Before we got married, my wife decided she would change her name to officially become Mrs. Daniel Mitchinson.
That was over a year ago, and we're still dealing with the name change on credit cards and a new passport. I left it up to her if she wanted to keep her maiden name, or take mine (but secretly I was very happy she chose the latter). I don't know if it's because I'm a traditionalist, sentimental, or it just made me feel more secure. I know if she had chosen to keep her name, I wouldn't have loved her any less, but because she chose to take mine, I love her that much more.
It can't be easy to give up that piece of your identity. And I have to say, after stumbling across an article online that told me "Men who insist you change your name make terrible husbands," I felt a little guilty for even asking her. It's not an easy process. There's a lot of paperwork and standing in line (three hours at the DMV). Before we said "I do," she asked me "Would you have taken my last name if I had asked you?" I had to think about it for a few moments, but I said "Yeah, I probably would." After all, I should consider taking her name as seriously as she considered taking mine. That's what marriage is about, isn't it? You give a little, and you get a little.
I suppose it's also nice to know that a bit of my family history will be passed along.
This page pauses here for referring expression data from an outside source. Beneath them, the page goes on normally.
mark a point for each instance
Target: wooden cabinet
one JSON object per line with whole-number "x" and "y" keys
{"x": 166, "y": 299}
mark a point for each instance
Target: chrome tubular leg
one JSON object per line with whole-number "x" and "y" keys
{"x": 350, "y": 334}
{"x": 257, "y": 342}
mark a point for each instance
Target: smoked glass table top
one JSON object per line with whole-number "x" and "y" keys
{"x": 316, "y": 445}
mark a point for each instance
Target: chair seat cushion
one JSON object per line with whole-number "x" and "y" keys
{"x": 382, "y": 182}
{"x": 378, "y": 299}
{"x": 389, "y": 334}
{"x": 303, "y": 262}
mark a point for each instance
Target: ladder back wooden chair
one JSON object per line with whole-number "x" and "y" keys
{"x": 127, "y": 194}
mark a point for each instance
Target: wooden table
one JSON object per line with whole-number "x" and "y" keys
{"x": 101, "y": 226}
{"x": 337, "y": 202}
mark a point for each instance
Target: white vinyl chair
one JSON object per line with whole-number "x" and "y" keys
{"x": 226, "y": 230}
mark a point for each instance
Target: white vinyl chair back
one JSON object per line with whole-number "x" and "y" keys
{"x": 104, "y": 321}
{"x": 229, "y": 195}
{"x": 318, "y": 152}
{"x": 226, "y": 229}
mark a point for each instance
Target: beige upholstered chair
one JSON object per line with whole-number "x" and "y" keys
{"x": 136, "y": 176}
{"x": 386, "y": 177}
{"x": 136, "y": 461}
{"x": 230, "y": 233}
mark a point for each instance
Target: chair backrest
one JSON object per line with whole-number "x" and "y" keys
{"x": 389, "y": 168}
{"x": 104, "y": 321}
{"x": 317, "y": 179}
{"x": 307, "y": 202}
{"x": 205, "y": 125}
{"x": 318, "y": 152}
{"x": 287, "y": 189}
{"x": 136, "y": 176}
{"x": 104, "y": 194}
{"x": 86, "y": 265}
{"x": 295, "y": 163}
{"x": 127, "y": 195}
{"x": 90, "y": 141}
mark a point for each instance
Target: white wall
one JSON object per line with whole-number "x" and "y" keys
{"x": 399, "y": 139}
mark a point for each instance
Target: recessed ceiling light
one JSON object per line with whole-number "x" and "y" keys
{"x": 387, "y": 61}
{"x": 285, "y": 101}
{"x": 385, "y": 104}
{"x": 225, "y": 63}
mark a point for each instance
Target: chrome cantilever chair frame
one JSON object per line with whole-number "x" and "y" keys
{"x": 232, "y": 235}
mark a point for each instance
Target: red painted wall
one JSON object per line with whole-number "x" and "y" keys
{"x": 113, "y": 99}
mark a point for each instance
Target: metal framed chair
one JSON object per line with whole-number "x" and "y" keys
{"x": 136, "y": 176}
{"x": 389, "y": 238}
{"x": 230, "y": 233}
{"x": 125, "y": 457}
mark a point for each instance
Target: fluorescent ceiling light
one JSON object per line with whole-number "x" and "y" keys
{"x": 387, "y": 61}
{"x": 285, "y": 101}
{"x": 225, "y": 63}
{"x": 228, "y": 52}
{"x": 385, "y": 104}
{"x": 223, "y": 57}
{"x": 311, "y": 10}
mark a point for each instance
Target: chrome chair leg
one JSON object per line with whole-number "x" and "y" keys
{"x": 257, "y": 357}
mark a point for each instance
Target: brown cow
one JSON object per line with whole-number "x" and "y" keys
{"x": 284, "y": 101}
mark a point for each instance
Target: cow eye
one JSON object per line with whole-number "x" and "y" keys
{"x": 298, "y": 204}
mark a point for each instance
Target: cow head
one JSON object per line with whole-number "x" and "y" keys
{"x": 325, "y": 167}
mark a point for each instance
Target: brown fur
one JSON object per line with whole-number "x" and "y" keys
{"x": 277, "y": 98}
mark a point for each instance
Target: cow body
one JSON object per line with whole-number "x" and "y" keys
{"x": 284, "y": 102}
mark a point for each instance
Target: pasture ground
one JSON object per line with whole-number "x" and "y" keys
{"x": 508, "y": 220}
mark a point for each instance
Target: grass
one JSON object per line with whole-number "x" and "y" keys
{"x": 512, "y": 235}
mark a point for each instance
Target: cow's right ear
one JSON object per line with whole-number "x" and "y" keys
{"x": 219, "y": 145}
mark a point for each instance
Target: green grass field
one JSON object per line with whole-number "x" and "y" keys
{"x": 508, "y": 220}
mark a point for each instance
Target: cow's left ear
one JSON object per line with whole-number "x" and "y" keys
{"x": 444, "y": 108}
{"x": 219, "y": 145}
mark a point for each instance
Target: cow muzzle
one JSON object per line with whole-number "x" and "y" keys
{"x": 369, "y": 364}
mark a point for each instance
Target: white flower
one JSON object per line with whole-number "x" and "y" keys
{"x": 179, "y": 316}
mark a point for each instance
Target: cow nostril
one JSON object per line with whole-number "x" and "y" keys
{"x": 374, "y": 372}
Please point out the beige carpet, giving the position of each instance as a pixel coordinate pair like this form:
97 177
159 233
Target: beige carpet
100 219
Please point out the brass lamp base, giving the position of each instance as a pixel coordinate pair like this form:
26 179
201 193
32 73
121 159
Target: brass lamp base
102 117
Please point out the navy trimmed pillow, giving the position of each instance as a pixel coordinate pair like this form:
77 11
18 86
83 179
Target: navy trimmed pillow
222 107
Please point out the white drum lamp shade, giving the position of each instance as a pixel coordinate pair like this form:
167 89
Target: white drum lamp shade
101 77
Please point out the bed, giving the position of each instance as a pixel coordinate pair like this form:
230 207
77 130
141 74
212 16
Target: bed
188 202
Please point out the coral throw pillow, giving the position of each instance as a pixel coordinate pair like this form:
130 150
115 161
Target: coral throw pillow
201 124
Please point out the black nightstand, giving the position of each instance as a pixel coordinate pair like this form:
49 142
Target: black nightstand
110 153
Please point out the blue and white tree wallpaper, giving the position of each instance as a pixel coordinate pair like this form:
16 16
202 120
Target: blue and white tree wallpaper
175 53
My name, British in origin, goes back hundreds of years on my dad's side. He was born in England. And while my new family includes two wonderful kids who I call my own, they don't share my last name, which means the family bloodline, at least on this side of the Atlantic, stops with me. I'm OK with that. I've come to terms with my choice. But it sure makes me happy and proud to know I have a wonderful wife who will share my name for the rest of our lives.